Further studies are needed to better define the ASR-ASRT interaction and their signaling consequences, and the availability of atomic resolution detail for each should prove a valuable resource for this goal.

Materials and Methods

Purification, crystallization and phasing of ASRT were described previously.¹⁵

Modeling/Refinement

From the SIRAS phasing and molecular replacement solutions obtained as described before¹⁵ the programs Arp/Warp²², O²³ and Coot²⁴ were used to build the models. The programs REFMAC²⁵, CNS²⁶, LAFIRE²⁷ and PHENIX²⁸ were used to refine the models until R-factors could not be decreased further.

Gel filtration

For determination of the oligomeric state of ASRT in solution ASRT in a buffer of 50 mM Tris pH 8.0 and 300 mM NaCl was run over a Superdex 75 gel filtration column using an Acta FPLC system (Pharmacia Biotech). Ribonuclease A (13.7 kDa), albumin (67 kDa) and blue dextran 2000 from a LMW Gel Filtration Calibration Kit (Amersham Biosciences) were used for size calibration.

Mass spectrometry

For mass spectrometry several crystals of the P4, C2 and P2₁2₁2₁ forms were fished from crystallization setups, washed in crystallization buffer and dissolved in 5 μl water. 1 μl saturated sinapic acid solution in a 1:1 (v/v) mixture of water and acetonitrile was mixed with 1μl of each of the dissolved crystal solutions on a mass spectrometry plate and left to dry. MALDI-TOF mass spectrometry was performed with the dried samples on a Voyager-DE STR BioSpectrometry Workstation (PerSeptive Biosystems).

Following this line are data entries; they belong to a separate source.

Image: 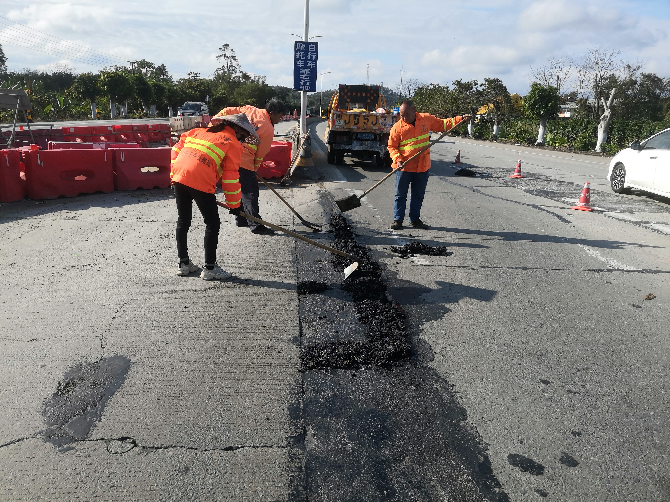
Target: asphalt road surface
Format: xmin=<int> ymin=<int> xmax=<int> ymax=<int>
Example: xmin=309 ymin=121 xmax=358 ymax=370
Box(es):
xmin=0 ymin=118 xmax=670 ymax=502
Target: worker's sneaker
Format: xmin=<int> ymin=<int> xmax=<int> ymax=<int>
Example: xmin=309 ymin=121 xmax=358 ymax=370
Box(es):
xmin=200 ymin=265 xmax=233 ymax=281
xmin=177 ymin=260 xmax=200 ymax=276
xmin=409 ymin=219 xmax=430 ymax=230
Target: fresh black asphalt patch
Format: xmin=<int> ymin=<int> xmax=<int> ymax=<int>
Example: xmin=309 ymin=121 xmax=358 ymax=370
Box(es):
xmin=289 ymin=194 xmax=509 ymax=502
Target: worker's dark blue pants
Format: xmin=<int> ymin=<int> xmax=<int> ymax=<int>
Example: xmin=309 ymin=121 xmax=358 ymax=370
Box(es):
xmin=393 ymin=171 xmax=428 ymax=222
xmin=235 ymin=167 xmax=261 ymax=230
xmin=174 ymin=183 xmax=221 ymax=265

Isothermal titration calorimetric titration

Isothermal titrations were performed on a VP-ITC microcalorimeter (MicroCal, MA, USA) at 32° C. The concentrations of ASR in the cell and ASRT in the syringe were 13.1 mu;M and 760 μM, respectively. Purified proteins were concentrated and dialyzed at 4° against 20 mM Tris buffer containing 150 mM NaCl, pH 7.8. Both proteins were supplemented with dodecylmaltoside at final concentration 0.05%. The concentration of ASR was calculated using an extinction coefficient of 53,000 mol⁻¹cm⁻¹ at 543nm and ASRT concentration was determined using an extinction coefficient of 13,610 mol⁻¹cm⁻¹ at 280 nm. 280 μl ASRT was titrated in 10 μl steps with interval time 5 min into a 1.43 ml solution of ASR. For control titrations detergent containing buffer was used in place of ASR. Data were evaluated by Origin-ITC software.